We’ll probably never have a chance like this again. Within the space of a year and a half we were so fortunate as to catch three extraordinary and distinctly different productions of Richard III — most recently at the BAM Harvey Theater in Brooklyn, where the play was a showpiece for Kevin Spacey. We can report that Spacey is not only a highly accomplished classical actor, but also – no surprise – a natural-born entertainer.
The first Richard III that we saw was a August 2010 production at Shakespeare and Company, in Lenox, Massachusetts. As we noted in this post, the Lenox show seemed to us to be as much a set of varied dramatic pieces, each with its own unique entertainment value, than as a dramatized “story” – more of a “show” than what we have come to think a “play” should be. Elizabethan performances of Richard III may well have been much like this; the “quarto” edition of Richard III described the play as
The Tragedie of King Richard the third.
Conteining his treacherous Plots against his brother
Clarence: the pittifull murther of his innocent Ne-
phews: his tyrannical usurpation: with the
whole course of his detested life, and
most deserved death
This show at Lenox didn’t seem fragmented; each scene had oomph, and the total effect was intensely satisfying. Moreover, while Richard (an excellent John Douglas Thompson) necessarily had more of the spotlight than the other actors, this was emphatically an ensemble performance.
Then, in June 2011, we took in a second Richard III at the Stratford Shakespeare Festival, in Stratford, Ontario, where we see most of our Shakespeare. Perhaps surprisingly, considering that Richard was played by a woman (Seana McKenna), the director took a much more traditional approach to the play. As we noted in this post, this production, with its clear narrative and controlled emotional arc, was a character study in self-destructive behavior.
Then, in early March, we were able to catch one of the final performances of Richard III at the BAM Harvey Theater, in Brooklyn, a production that served largely to showcase the talents of Kevin Spacey. A lot of the time, television or movie stars are cast in Broadway plays simply as box-office attractions, irrespective of acting ability, but that was obviously not the case with the star of American Beauty, who is among other things co-director of the Old Vic, the London classical theater company that was a co-producer of the production at the BAM Harvey Theater.

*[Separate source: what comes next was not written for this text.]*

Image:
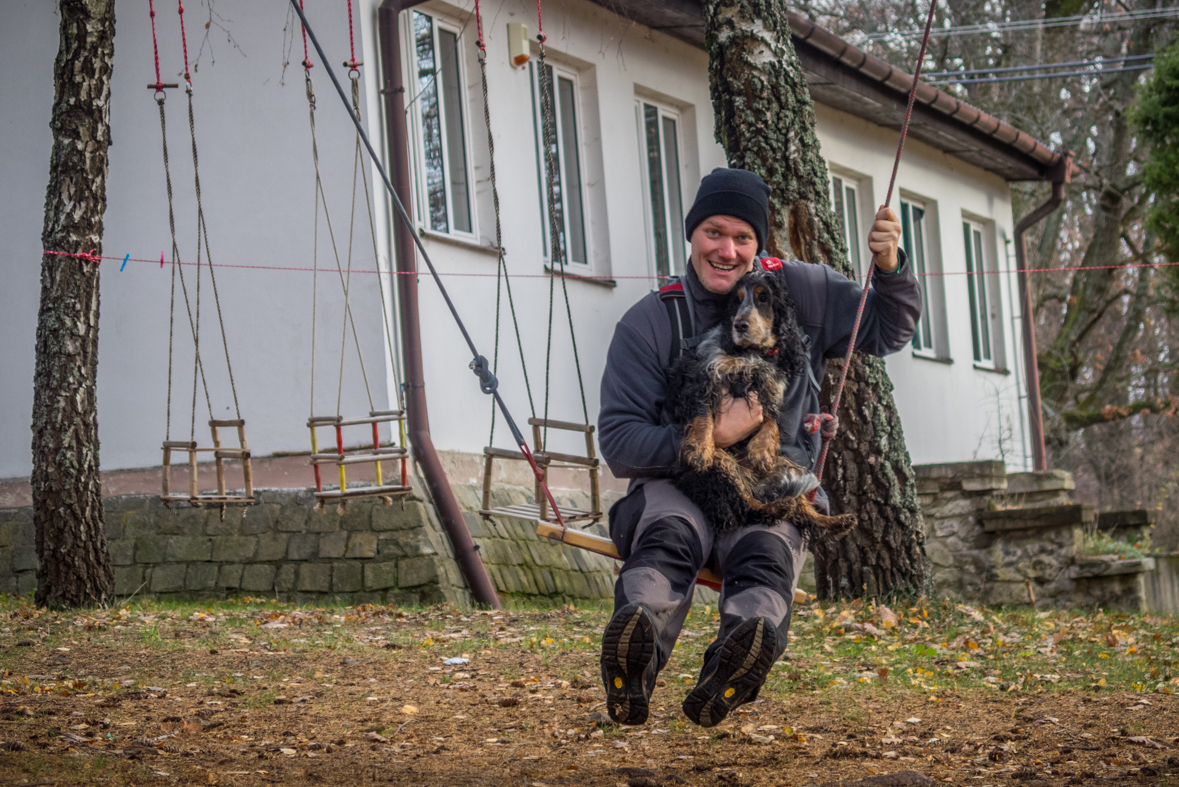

To say that Mr. Spacey was a “ham” would be unfair, but he dominated every scene in which he appeared, including the ones in which he mostly just stood around. His prancing, mocking, leering, sweating (lots of sweat), and boasting were endlessly entertaining, and we were riveted by the spectacle of Richard’s becoming progressively unhinged by paranoia and the corruption of boundless power. Mr. Spacey often spoke directly to the audience, making us complicit in his misogyny and sociopathic ambition. His performance was all the more impressive because of the physical demands of playing Richard with a shoulder hump, a badly deformed leg, and a severe limp.
The rest of the large cast supported Spacey well, although not many supporting actors stood out. We particularly appreciated Annabel Scholey as Anne, the new widow whom Richard artfully persuades to marry him, and Haydn Gwynne as Queen Elizabeth, who wins the rhetorical battle with Richard over whether she should help him woo her daughter, but loses the war to Richard’s superior emotional strength.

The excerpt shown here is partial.